Worryingly, it is estimated that fibrosis contributes to a staggering 45% of all deaths in the developed world. Inflammation and reduced blood and oxygen delivery to the organs are the main damaging consequences of fibrosis. The progressive development of scar tissue can lead to organ failure and death. Researchers found, in mice models, that a rare population of SCs located outside of blood vessels become myofibroblast cells that secrete proteins, causing scar tissue.
“Under normal circumstances, myofibroblasts stimulate wound healing, but when there is an ongoing injury to an organ (e.g. the liver of a hepatitis C patient, the heart of a patient with HBP, or the kidney of a patient with diabetes) these proteins clog up normal functioning,” said Dr Benjamin Humphreys, Director of the Harvard Stem Cell Institute Kidney Program, Associate Physician, Brigham and Women’s Hospital, and Associate Professor of Medicine, Harvard Medical School, Boston, Massachusetts, USA.

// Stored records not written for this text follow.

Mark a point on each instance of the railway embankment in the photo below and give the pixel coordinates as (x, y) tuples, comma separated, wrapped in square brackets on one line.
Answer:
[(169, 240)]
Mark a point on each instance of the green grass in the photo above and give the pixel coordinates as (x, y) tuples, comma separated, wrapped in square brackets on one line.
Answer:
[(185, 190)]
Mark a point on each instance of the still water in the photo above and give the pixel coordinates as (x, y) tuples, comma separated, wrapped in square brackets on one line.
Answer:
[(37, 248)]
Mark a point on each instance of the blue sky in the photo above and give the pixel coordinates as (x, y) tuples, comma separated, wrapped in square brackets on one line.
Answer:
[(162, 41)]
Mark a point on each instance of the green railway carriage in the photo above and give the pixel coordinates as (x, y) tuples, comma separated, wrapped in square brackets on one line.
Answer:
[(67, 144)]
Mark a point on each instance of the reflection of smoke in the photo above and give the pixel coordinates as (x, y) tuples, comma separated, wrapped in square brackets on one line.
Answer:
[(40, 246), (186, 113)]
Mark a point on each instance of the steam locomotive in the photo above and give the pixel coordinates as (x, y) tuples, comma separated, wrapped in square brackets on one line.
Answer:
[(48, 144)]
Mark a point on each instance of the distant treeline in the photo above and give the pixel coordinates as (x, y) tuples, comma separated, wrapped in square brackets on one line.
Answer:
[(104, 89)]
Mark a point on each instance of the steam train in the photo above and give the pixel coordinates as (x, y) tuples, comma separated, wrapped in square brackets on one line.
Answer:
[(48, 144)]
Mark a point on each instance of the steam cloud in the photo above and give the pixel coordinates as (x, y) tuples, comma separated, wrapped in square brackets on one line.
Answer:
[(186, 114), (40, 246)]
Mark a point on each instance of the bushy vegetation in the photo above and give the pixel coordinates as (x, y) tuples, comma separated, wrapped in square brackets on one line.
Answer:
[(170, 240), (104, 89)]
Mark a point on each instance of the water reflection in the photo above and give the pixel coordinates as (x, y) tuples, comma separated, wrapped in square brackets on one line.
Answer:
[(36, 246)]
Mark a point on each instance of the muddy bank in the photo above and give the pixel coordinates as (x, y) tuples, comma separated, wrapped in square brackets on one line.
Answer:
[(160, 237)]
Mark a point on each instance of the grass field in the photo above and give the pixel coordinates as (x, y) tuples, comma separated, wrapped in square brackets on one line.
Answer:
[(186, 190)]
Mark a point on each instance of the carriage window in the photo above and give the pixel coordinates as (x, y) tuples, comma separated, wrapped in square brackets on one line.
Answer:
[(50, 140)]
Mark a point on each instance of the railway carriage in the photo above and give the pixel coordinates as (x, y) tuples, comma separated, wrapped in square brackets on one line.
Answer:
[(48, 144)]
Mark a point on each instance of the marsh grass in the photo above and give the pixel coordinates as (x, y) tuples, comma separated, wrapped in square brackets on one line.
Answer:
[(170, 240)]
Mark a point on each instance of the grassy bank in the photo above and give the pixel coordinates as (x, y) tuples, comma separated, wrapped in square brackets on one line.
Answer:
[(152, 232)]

The researchers are currently in discussions with a pharmaceutical firm for the screening of drugs that could possibly target and shut-off the fibrosis-causing SCs in chronic organ disease incidence. “We wanted to know if eradication of this very small population of SCs would improve organ function, and both kidney and heart were completely protected from developing fibrosis-related complications (e.g. kidney and heart failure),” commented Dr Humphreys.
“This provides an important proof of principal that drugs that target the SCs could be therapeutic.”